Chopped Steaks in Mushroom Gravy

Servings: 4



  • 1 lb Lean (96%) Ground Beef
  • 1 Egg
  • 2 TBSP Worcestershire Sauce
  • *1⁄3 Cup Ground Oatmeal + 2 TBSP
  • 1 TBSP Herban Legend Seasoning (Divided)
  • 4 TBSP Olive Oil
  • 1 Onion, thinly sliced
  • 1⁄2 tsp Kosher Salt
  • 1 lb Baby Bella Mushroom, stemmed and sliced
  • 1 Cup Chicken Stock
  • 1⁄2 TBSP Herban Legend Seasoning
  • Optional: Freshly cracked black pepper and minced parsley
Chopped Steaks in Mushroom Gravy

Notes* Notes: **Grind 1 cup gluten-free oatmeal in your blender until it is a fine, flour consistency. I do several cups at a time and store in a sealed container.


Step 1: 

In a bowl, combine beef, egg, 2 TBSP Worcestershire Sauce, 1⁄2 TBSP Herban Legend, 1⁄3 Cup Ground Oatmeal.
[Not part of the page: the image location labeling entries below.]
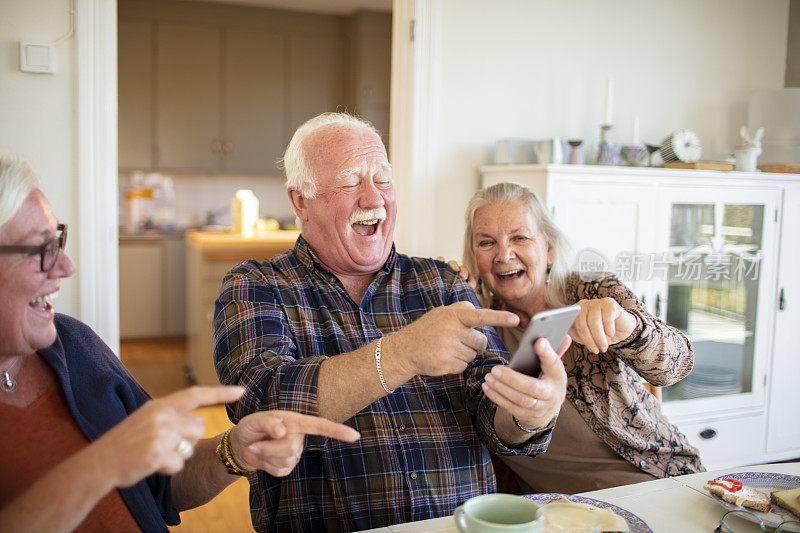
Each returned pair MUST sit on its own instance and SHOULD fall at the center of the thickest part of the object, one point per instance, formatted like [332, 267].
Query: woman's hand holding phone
[533, 401]
[601, 323]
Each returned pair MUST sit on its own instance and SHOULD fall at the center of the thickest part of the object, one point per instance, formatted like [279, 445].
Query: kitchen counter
[211, 254]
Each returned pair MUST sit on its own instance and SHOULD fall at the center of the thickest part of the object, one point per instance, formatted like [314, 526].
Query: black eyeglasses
[722, 527]
[47, 252]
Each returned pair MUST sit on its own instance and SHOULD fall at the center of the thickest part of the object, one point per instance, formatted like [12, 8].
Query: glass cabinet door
[714, 288]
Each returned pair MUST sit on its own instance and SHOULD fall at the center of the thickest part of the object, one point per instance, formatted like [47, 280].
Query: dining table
[670, 504]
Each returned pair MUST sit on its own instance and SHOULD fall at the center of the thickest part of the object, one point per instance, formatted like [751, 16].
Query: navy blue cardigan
[101, 392]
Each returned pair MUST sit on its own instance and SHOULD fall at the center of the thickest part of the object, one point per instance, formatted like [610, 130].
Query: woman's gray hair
[298, 173]
[17, 181]
[555, 291]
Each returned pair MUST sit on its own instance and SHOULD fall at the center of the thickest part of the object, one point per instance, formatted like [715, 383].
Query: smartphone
[553, 325]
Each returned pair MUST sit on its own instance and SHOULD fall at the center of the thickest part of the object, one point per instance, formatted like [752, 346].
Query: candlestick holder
[607, 153]
[651, 149]
[575, 153]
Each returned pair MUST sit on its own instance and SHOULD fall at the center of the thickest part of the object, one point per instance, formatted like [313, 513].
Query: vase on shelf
[607, 153]
[633, 155]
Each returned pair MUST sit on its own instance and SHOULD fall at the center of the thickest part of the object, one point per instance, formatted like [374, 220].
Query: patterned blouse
[607, 391]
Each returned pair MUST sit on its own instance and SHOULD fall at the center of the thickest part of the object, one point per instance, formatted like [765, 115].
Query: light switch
[37, 57]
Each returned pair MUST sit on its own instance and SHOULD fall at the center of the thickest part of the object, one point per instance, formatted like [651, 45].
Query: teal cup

Mix well with your hands until uniform.

Step 2: 

Lightly roll into 4 large or 5 small burger patties making sure they are thin for fast cooking.

Step 3: 

In a skillet, heat 2 TBSP olive oil over medium-high heat and brown patties for about 3-4 minutes on each side. Remove and set aside.

Step 4: 

Saute onions with 1⁄2 tsp salt for 3-4 minutes until translucent. Add mushrooms and 1-2 TBSP Olive Oil as needed. Stir and cook for 4-5 minutes.


Step 5: 

Stir in 2 TBSP Oatmeal Flour, chicken stock and 1⁄2 TBSP Herban Legend and cook for 2-3 minutes.

Step 6: 

Nestle patties into sauce and simmer for 5 minutes on each side or until cooked through.

Step 7: 

Serve chopped steaks over mashed potatoes, smothered in mushroom sauce.